I read this CNN article tonight. It’s about the debate over breastfeeding in public. The headline shouts “Lactivists: Where Is It OK To Breastfeed?”
First, I laughed over the term “lactivist.” Women who have become activists about their rights to breastfeed wherever they are when their babies need to eat have been named lactivists. I think that’s very clever. And I love punny plays on words. So “lactivist” has become my new favorite word. 🙂
Next, I want to weigh in with my opinion. While I’m not a lactivist, (I’ve never participated in a nurse-in, which I’m pretty sure you have to do in order to be a card-carrying lactivist) I do think women should legally be allowed to nurse their babies anywhere. I’ve nursed in restaurants, in movie theaters, at parks, during staff meetings at a summer camp, and at family gatherings. But I try to be discreet and keep my breasts covered. I don’t want just anyone and everyone seeing my breasts. I think they are a private part of my body, so I try to keep them covered.
I know women who cannot seem to nurse discreetly. Every time they nurse, they end up flashing everyone around them. Honestly, I can understand why some people would complain about these women nursing in public. I know, these women say the breast is more than a sexual object; it is a natural way to feed our babies. I agree. But in our culture, like it or not, the breast is a sexual object and is considered a private body part. That’s why it’s sexual harassment if a man touches a woman on her breast, but it’s not necessarily sexual harassment if a man touches a woman on, say, her forearm. So, most people don’t want to be flashed while they are trying to enjoy a dinner out with their family. Most moms don’t want their 10-year-old sons sitting across from an exposed breast at Cracker Barrel. I can understand that, and nursing moms ought to be sensitive to that.
If all nursing moms were sensitive to that and tried to be discreet, I don’t think anyone would complain. Nobody has ever complained or given me a dirty look for nursing my babies in public. Most people don’t even know that’s what I’m doing. They think I’m holding a sleeping baby close against me. I know this because a lot of people have started to lean in to get a closer look at the sweet, sleeping baby or have started to move the blanket partially covering my baby. Of course, then I’ve covered the baby up completely, leaned away a little, and said, “Thank you;” or if that still doesn’t give them the hint, I’ve smiled and said, “He’s eating now.”

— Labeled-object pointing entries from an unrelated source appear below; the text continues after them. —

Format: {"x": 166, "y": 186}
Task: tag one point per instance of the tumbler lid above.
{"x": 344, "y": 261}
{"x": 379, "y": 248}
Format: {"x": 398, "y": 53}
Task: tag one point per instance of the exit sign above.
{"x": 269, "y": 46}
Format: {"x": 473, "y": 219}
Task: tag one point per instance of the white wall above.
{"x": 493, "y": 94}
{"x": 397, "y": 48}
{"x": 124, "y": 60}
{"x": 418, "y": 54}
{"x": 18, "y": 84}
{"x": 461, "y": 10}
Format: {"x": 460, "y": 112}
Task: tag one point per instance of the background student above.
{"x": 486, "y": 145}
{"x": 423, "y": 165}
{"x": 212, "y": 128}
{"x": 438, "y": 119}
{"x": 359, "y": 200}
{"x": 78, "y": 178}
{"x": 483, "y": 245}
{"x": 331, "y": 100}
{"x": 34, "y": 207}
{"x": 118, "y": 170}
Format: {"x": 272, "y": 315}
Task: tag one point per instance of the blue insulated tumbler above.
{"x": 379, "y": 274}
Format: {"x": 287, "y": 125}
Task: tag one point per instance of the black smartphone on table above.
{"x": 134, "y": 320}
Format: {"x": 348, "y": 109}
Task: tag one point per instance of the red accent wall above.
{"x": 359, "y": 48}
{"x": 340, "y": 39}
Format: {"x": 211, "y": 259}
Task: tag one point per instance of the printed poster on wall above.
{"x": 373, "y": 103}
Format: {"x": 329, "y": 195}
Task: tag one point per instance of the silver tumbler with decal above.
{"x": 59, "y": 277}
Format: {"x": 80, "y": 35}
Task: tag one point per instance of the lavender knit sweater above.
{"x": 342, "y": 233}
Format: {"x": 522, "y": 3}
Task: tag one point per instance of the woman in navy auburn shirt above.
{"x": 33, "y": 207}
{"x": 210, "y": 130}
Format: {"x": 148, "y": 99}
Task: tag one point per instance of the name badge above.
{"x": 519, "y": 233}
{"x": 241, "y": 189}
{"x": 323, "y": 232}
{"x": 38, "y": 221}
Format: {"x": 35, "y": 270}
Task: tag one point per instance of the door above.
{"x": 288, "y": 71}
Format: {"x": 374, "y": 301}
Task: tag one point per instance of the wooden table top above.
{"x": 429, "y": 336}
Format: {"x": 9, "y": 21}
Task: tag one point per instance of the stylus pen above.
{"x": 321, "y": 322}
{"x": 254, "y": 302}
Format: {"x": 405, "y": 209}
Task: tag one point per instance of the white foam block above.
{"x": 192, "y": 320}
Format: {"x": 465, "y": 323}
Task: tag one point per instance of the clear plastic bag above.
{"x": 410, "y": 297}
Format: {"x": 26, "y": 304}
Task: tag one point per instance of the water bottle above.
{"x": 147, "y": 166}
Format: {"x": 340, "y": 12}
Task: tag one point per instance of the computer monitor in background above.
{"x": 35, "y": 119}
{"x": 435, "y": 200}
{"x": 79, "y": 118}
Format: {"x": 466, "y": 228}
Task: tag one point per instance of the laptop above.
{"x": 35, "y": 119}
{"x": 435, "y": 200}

We can breastfeed our babies in public without becoming a public display. We can breastfeed our babies in public without making a statement, without screaming out, “Look at me! I am woman; watch me nurse!”
When I nursed my babies, I would choose the chair against the wall instead of beside the aisle, and I would cover with a blanket or burp cloth when my baby latched on, and if there was any chance my squirmy baby would let go and expose me, I would stay covered with a light cloth while he nursed. This does not mean I was embarrassed by breastfeeding my baby. It means I respect those around me. I tried to keep the private areas of my body private. You can breastfeed your baby in public and still keep your breasts private. That’s what I would say to the lactivists.